Hulsey was called up to answer questions from commissioners, who asked about previous attempts to pass similar measures at the state level.
“Most of the time, state legislators and senators listen to their constituents, but when a county commission speaks, it carries more weight because you represent everybody in this county,” Hulsey said.
Hulsey said that local educators have voiced to him that they fear losing their job or having to quit over having to use a student’s preferred pronouns.
“My computer has lit up with teachers who either call me or email me, worried,” Hulsey said. “I had one just not too long ago in a city school here in Kingsport saying, ‘I’m either going to get fired, or I’m gonna have to quit.’ They’re really worried about this.”
Commissioner Zane Vanover (District-6) expressed support for the resolution after asking Hulsey if he thought passing local resolutions would make an impact in Nashville.
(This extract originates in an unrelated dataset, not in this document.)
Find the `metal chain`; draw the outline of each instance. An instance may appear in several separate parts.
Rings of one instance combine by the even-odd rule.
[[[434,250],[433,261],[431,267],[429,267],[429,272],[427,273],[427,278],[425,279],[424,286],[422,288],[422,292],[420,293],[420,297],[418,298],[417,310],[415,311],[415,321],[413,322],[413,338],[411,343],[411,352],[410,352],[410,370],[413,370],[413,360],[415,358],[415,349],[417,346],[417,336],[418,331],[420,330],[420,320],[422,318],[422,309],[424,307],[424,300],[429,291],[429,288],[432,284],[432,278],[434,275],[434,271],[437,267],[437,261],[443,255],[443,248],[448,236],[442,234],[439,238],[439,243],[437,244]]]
“I’m a former teacher, and I think this is one thing that would help our schools in our state immensely,” Vanover said. “It’s not acceptable for the students to be telling the teachers what they should be called.”
When asked by Commissioner Samuel Jones (District-7) if other neighboring counties had considered similar resolutions, Hulsey said he believed Sullivan County would be the first and would begin a trend.
“And what I’m hoping is other county commissions will follow suit. Otherwise, we’re in jeopardy of putting teachers in jeopardy.”
Hulsey said he had spoken with teachers only about the measure, but he has not taken the issue to school boards as of Thursday.
The resolution passed its first reading at the commission meeting, with all 22 commissioners present voting yes. A similar state bill last year made it through the Tennessee State House but not the Senate.
Hulsey indicated that state lawmakers plan to try to pass the law again in the upcoming General Assembly and said he would use the Sullivan County resolution as backing.
“I have no doubt at all it will pass in the House, like it did last year,” Hulsey said. “I don’t know about the Senate. I’m hoping these kind of actions will show the Senate this is necessary.”